This is a 10 minute introduction to git. It has a very specific goal: to teach one enough to use git to store the revisions to their own projects. It does not cover sharing repositories, using someone else's repository, branching, or any number of advanced features. Furthermore, this is more of an introduction to version control rather than something specific to git. It emphasizes operations that can be done with any version control system.
This is designed to be a part of an oral presentation, thus does not necessarily stand on its own. It should serve as notes for after that presentation for further research and reading. If you are reading this on your own, you will have to do more reading to understand things here.
Keep in mind: I can't teach you git, but I can give you ideas and your curiosity can teach you git.
After completing this tutorial, you should be able to:
- Take one of your existing projects and create a git repository for it.
- Record changes in that project: for example, you might make a commit once per day, or a commit every time you add a new feature
- You will be able to use that history to see what changed on any given day, or how your project looked at any given point in time.
Before starting, run these commands
git config --global user.name "Your Name" git config --global user.email email@example.com git config --global color.ui auto
These set some standard global options for your user - your name, and making output colorful.
What is history?
- History shows you the state of your project at any time in the past
- Metadata about what you have done and when
Commit title, commit description, files changed, previous version
- Uses: debugging, reproducibility, sharing, collaborating.

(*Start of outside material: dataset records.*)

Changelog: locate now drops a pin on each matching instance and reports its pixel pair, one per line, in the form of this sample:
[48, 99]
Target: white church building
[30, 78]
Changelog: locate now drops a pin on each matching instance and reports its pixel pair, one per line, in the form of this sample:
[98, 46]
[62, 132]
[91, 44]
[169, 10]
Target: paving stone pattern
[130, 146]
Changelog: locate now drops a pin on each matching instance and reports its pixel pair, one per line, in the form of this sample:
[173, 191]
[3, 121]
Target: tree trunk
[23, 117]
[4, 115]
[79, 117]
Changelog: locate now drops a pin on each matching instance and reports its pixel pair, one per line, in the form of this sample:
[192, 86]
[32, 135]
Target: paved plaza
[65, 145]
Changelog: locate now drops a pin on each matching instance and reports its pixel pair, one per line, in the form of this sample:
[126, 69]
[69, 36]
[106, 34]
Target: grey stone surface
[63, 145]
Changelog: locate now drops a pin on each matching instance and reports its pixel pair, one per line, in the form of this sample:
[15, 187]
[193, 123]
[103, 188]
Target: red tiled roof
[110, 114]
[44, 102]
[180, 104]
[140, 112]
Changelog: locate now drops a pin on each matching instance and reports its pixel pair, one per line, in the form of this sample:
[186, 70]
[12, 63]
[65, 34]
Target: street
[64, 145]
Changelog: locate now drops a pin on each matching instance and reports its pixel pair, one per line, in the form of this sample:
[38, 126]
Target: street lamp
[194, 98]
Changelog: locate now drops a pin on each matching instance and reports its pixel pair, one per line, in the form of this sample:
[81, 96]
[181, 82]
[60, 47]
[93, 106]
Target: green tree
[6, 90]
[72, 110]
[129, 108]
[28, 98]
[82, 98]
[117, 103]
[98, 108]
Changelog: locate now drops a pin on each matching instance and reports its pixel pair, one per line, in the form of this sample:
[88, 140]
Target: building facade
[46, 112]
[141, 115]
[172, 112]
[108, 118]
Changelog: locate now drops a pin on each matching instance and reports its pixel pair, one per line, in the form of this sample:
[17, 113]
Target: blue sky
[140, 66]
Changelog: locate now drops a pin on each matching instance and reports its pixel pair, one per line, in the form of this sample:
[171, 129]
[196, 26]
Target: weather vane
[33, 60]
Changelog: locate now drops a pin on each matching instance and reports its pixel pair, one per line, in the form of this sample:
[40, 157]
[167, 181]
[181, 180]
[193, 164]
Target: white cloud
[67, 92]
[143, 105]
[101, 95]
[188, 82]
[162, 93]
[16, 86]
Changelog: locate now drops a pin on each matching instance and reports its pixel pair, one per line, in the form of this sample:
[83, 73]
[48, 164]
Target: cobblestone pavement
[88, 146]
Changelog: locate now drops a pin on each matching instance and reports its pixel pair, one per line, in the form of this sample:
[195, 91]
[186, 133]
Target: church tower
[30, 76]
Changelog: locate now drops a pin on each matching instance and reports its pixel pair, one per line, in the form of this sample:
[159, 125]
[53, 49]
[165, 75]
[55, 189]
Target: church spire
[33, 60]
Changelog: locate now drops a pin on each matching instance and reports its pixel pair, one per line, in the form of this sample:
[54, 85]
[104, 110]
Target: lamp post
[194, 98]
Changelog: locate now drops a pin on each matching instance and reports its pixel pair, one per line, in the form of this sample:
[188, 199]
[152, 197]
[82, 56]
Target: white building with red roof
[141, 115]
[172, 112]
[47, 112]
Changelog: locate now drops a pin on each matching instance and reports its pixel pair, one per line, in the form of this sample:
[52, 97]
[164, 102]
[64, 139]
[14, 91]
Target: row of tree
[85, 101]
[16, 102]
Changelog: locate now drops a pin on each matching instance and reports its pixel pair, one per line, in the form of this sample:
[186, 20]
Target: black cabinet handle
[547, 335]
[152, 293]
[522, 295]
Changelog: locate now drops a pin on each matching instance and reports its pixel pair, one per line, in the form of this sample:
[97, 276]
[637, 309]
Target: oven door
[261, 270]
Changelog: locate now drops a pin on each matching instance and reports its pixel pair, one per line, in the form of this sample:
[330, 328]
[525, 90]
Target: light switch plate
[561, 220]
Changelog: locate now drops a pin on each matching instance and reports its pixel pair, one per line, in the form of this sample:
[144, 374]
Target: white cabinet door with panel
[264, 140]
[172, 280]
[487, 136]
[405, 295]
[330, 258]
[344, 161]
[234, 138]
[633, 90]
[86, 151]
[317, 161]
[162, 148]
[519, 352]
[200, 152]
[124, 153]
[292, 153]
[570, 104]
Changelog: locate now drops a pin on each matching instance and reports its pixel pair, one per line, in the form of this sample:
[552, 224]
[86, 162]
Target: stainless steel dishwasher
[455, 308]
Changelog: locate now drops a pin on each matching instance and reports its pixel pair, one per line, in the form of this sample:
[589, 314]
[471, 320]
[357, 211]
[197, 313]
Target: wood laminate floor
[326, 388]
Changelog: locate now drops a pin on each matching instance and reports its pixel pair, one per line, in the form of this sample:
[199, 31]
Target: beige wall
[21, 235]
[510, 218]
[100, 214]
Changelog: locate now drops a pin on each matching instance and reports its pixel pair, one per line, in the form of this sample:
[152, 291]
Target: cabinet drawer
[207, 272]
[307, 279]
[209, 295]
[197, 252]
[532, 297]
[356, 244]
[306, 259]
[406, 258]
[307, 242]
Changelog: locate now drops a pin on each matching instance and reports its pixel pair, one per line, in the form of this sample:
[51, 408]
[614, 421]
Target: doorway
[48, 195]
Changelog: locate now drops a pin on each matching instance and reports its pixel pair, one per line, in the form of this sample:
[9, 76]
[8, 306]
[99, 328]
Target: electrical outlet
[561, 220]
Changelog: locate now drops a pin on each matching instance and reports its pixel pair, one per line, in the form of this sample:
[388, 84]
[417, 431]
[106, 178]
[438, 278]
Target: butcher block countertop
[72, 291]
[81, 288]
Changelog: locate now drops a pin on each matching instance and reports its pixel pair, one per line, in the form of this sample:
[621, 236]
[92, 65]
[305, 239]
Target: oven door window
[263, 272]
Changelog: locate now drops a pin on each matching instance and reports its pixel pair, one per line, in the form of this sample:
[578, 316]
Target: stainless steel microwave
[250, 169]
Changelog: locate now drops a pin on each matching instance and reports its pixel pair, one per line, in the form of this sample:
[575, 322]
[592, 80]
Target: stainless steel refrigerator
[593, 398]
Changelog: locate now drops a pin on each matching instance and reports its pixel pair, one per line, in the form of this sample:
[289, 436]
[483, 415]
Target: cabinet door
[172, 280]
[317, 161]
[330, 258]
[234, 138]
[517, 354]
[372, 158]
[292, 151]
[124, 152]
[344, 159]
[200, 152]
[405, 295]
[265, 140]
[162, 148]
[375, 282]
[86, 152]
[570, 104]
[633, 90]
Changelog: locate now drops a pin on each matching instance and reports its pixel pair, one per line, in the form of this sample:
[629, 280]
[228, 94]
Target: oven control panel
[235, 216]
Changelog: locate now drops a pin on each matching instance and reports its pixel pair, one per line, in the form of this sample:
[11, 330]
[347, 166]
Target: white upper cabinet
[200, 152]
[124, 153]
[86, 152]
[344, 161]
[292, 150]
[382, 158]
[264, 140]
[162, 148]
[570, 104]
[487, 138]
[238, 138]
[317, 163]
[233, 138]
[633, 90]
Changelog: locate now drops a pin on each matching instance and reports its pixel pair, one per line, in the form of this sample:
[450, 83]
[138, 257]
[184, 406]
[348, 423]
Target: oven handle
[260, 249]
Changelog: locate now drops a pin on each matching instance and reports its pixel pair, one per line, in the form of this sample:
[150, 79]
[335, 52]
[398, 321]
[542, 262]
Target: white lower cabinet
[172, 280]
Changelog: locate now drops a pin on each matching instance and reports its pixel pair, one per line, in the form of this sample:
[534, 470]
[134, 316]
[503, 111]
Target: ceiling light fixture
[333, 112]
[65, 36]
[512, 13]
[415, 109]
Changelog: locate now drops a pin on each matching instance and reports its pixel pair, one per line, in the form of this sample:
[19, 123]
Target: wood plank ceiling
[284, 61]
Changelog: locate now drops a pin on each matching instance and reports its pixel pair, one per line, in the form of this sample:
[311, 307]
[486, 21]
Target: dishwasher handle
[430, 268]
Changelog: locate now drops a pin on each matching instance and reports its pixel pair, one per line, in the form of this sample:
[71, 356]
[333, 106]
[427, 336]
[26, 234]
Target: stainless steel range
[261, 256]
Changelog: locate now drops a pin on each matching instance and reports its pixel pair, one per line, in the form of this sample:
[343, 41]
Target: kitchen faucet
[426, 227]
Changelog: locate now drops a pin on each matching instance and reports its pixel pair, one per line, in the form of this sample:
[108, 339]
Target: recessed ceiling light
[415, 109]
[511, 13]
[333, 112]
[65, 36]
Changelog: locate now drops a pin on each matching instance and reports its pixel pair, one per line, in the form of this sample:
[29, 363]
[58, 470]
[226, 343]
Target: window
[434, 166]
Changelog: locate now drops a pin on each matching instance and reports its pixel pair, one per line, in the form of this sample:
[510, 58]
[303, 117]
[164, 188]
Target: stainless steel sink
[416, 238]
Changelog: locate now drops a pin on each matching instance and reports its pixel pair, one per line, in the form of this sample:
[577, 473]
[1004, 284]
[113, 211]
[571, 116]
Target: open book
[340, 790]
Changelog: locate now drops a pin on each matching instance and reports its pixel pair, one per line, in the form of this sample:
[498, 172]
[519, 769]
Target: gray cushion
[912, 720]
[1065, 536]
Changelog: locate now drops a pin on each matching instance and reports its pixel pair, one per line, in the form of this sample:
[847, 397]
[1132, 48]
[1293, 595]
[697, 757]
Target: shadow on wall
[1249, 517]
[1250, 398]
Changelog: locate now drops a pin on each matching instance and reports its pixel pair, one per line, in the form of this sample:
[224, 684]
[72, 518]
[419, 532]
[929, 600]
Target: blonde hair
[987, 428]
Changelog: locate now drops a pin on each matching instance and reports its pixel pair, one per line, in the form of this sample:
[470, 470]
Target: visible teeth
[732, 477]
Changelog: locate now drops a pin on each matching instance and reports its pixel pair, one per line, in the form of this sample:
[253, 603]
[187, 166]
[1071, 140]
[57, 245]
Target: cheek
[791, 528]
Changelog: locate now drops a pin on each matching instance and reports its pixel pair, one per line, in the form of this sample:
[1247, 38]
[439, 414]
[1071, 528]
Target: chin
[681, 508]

- Useful for: code, papers, websites, anything textual.
It can include binary files (images, pdfs, ...) but isn't the best for that
To view history, run:
git log git log --oneline
Where is this history stored / what is a git repository?
Everything is stored in a .git directory within your project.
- Main project files are never touched unless you run a command, such as "revert to old version".
Create the git directory with
cd /path/to/your/project/ git init
The specific format is simple but complicated, and each VCS works differently. We don't need to worry about it now.
Repository: one directory
Revision or commit(noun): One version of the files at one point in time.
Commit(verb): The recording of one new point in history
Patch or diff or hunk: changes between one version and another.
Parent: In git, the revision before the current one.
Adding initial files
Use git add to make git see and track files.
git add *.py git add file1.txt dir/file2.txt
You have to use git add here, but git add has another use that I am not going to talk about, "staging"
Making your first commit
Check what is going on by typing
After you see everything, run
- You will be prompted for a message. Type "initial commit" or something similar.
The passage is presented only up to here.